Rangkaian peristiwa dari berbagai hadis ini hanyalah gambaran sekilas. Ada kaidah-kaidah yang perlu kita pahami, ada fiqhud dakwah yang perlu kita pegangi dan panduan dienul Islam yang harus kita seksamai. Tulisan sangat ringkas untuk topik yang memerlukan pembahasan luas ini hanyalah ingin menyampaikan agar kita tidak gegabah mengatakan atas nama beliau ﷺ bahwa dalam urusan dihina dan diinjak-injak kehormatan agama ini, beliau senantiasa bersikap diam dikarenakan kelembutannya.
Tidak. Sekali-kali tidak. Lembut tanpa ketegasan adalah kelemahan. Dan beliau ﷺ adalah sebaik-baik contoh, seutama-utama takaran dalam bertindak dan sejelas-jelas pemberi petunjuk.

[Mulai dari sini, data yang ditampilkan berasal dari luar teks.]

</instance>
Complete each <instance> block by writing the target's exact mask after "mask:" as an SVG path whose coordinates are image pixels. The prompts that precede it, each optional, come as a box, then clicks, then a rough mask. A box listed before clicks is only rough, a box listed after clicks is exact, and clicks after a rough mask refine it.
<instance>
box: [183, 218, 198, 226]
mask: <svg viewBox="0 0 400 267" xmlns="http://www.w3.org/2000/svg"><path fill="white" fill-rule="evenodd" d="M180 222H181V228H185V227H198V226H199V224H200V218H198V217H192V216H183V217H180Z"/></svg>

Sebagaimana saya nukil di awal tulisan ini, beliau ﷺ tidak pernah marah sama sekali masih berkenaan dengan diri beliau sendiri. Tetapi jika agama ini yang dilanggar dan diinjak-injak, maka beliau orang yang paling keras kemarahannya karena Allah. Pertanyaannya, di masa ketika manusia telah terpisah beratus-ratus tahun dari masa hidup beliau ﷺ, adakah kiranya mereka berurusan dengan diri beliau ﷺ secara pribadi ataukah mengusik menghinakan beliau ﷺ dalam kedudukannya sebagai rasul?